Paris is a gourmet city
The open-air markets are also an ideal place to buy quality products, as are some of the shops located in the gourmet streets (rue Montorgueil, rue Cler, rue Mouffetard, etc.)
Paris is an excellent base for discovering France
I have Australian friends who usually stay in Paris every year for three months. They take advantage of their trip to explore other sites in France during short stays (2-3 nights). The TGV effectively connects Paris to other French cities in record time (Lille: 1 hour, Metz and Nancy: 1.30 hours, Strasbourg: 1.30 hours, Lyon: 2 hours, Bordeaux: 2 hours, Marseille: 3 hours).
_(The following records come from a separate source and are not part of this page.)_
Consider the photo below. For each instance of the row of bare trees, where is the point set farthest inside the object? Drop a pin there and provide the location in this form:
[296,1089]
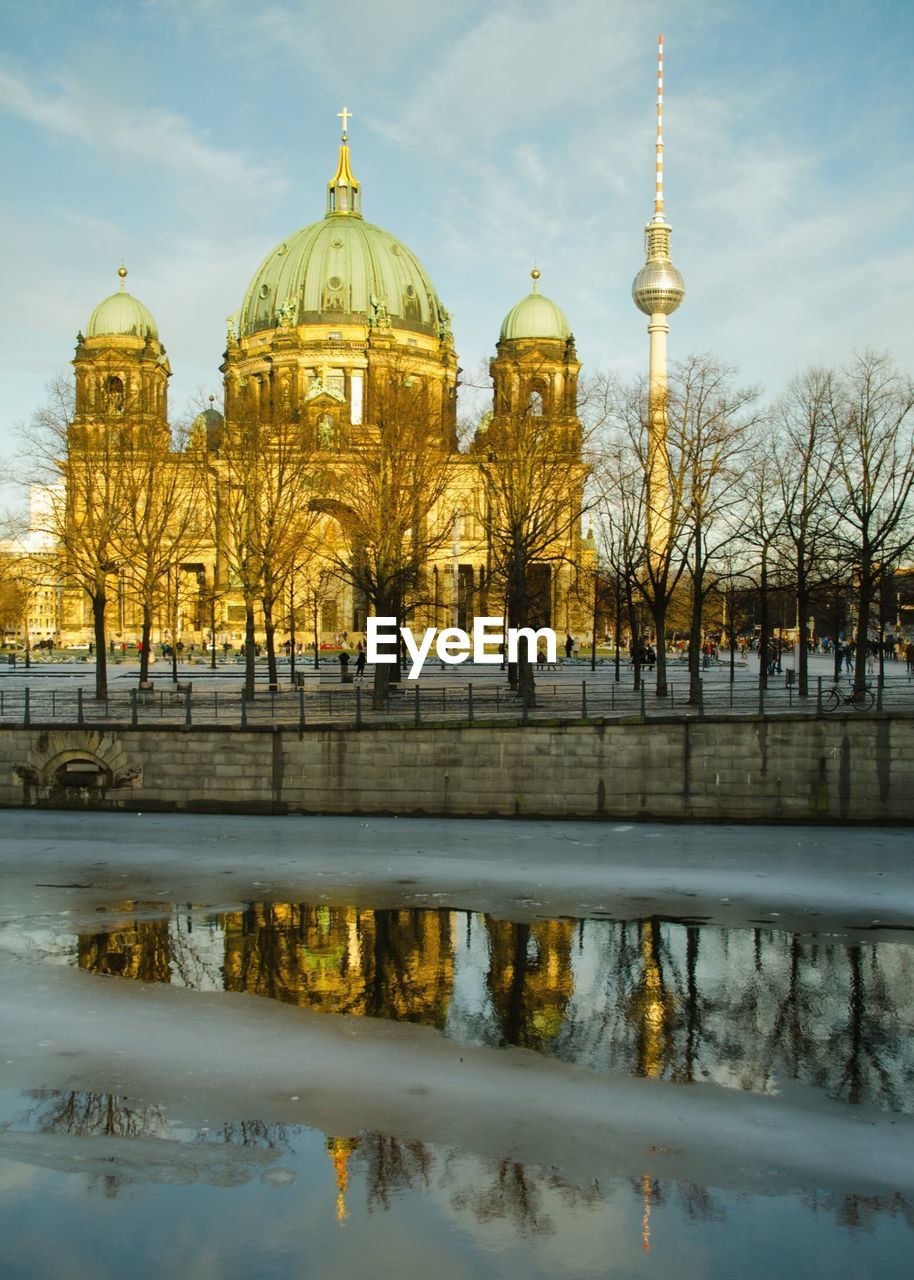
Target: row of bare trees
[812,493]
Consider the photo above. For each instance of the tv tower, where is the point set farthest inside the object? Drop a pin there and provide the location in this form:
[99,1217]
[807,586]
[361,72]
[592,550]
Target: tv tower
[657,291]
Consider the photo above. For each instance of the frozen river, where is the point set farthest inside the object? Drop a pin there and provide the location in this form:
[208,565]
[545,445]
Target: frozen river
[316,1047]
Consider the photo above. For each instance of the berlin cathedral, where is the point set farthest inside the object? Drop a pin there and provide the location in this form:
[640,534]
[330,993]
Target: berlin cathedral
[325,319]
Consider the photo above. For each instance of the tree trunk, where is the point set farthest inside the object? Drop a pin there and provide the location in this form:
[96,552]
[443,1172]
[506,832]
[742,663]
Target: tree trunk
[99,606]
[864,603]
[380,684]
[635,636]
[695,625]
[836,672]
[520,612]
[593,630]
[763,621]
[661,627]
[618,627]
[213,626]
[248,650]
[292,632]
[801,631]
[145,644]
[270,635]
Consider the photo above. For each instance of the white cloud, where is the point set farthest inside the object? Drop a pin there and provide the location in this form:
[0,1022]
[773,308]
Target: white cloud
[142,140]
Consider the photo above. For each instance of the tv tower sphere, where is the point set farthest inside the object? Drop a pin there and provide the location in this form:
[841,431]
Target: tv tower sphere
[658,287]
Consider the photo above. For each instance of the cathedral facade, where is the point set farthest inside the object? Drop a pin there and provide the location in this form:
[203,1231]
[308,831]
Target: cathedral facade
[334,316]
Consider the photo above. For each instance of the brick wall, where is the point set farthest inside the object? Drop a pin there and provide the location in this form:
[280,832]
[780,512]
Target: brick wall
[790,768]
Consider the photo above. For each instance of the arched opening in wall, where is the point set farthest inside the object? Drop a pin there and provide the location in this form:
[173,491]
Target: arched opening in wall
[114,394]
[539,586]
[83,772]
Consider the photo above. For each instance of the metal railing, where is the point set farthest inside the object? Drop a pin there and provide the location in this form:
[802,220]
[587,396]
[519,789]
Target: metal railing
[324,700]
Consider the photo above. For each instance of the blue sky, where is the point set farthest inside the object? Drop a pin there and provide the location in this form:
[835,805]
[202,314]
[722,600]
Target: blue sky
[191,136]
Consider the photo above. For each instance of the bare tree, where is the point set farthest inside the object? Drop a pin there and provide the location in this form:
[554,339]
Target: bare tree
[874,476]
[709,425]
[804,461]
[388,489]
[268,478]
[761,493]
[163,499]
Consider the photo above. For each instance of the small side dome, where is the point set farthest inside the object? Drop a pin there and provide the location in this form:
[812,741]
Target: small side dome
[535,316]
[122,314]
[206,429]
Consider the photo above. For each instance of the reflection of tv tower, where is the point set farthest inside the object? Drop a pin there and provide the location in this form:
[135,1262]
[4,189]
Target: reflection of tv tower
[657,291]
[341,1150]
[645,1215]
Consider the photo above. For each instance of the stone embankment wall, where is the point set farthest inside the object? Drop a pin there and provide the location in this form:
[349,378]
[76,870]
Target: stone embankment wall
[787,768]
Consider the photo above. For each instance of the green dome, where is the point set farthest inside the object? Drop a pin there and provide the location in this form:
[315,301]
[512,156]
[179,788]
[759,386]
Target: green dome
[342,270]
[122,314]
[535,316]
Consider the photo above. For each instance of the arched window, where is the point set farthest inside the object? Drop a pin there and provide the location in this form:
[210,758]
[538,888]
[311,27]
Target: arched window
[325,432]
[114,394]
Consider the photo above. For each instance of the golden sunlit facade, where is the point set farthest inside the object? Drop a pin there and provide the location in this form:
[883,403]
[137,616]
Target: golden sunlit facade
[338,323]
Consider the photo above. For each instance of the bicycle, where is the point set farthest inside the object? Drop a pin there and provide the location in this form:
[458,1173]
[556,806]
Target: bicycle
[859,702]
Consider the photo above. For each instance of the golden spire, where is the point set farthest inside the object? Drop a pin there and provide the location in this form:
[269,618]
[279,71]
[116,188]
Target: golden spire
[343,193]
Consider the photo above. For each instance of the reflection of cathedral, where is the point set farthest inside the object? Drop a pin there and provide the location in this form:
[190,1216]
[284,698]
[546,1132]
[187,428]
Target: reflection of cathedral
[330,318]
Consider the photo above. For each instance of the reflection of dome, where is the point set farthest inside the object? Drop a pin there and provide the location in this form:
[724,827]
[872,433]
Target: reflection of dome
[535,316]
[122,314]
[337,272]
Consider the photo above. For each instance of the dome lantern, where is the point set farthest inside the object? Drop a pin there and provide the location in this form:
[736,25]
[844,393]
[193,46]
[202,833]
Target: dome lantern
[120,314]
[535,316]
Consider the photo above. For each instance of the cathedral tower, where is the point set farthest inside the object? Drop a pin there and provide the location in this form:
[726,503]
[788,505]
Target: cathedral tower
[658,289]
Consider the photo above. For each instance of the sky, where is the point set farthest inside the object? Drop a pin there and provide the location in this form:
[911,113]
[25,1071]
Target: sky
[188,137]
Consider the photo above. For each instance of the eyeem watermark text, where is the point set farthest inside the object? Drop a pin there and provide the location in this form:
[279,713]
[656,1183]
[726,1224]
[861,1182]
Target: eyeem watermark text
[455,645]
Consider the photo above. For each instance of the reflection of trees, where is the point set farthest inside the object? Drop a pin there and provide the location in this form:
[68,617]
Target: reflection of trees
[530,979]
[657,997]
[512,1193]
[392,1166]
[81,1114]
[384,964]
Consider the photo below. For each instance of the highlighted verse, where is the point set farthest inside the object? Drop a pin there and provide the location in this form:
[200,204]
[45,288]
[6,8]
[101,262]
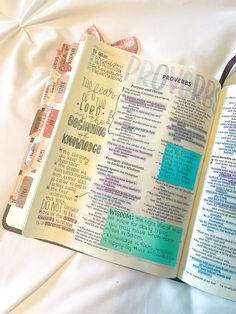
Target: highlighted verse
[142,237]
[179,166]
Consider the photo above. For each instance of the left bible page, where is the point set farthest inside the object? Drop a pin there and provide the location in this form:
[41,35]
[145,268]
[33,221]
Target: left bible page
[40,135]
[121,171]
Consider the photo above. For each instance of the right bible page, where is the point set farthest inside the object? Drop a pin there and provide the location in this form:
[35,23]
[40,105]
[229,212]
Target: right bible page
[209,260]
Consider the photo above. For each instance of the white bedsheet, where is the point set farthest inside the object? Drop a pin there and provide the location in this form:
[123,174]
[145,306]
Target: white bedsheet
[36,277]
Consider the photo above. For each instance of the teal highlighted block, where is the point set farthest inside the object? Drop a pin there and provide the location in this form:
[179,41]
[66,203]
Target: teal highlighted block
[141,237]
[179,166]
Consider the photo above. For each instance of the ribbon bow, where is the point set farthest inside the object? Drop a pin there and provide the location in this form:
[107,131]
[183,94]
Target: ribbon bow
[129,43]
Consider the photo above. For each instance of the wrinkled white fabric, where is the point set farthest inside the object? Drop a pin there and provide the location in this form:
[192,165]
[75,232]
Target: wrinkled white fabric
[36,277]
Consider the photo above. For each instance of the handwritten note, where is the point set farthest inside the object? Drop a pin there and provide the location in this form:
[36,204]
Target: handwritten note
[142,237]
[179,166]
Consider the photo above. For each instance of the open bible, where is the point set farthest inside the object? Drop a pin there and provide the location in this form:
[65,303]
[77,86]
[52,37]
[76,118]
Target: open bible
[133,161]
A final word on love or hate Paris
So, as you can see, not everything is rosy in the city of love, far from it. But, whether you love or hate Paris, the French capital remains “a moveable feast” for those who learn to appreciate the French capital in its faults and its good sides.
If I had the opportunity to go to Paris at the next minute, I wouldn’t hesitate! I’d take a city map with me and get lost exploring neighbourhoods unknown to the tourist crowds… and never mind if #SaccageParis is a reality: I’d try to close my eyes for a moment!
On the bright side, however, there is little chance that I will suffer from Paris syndrome!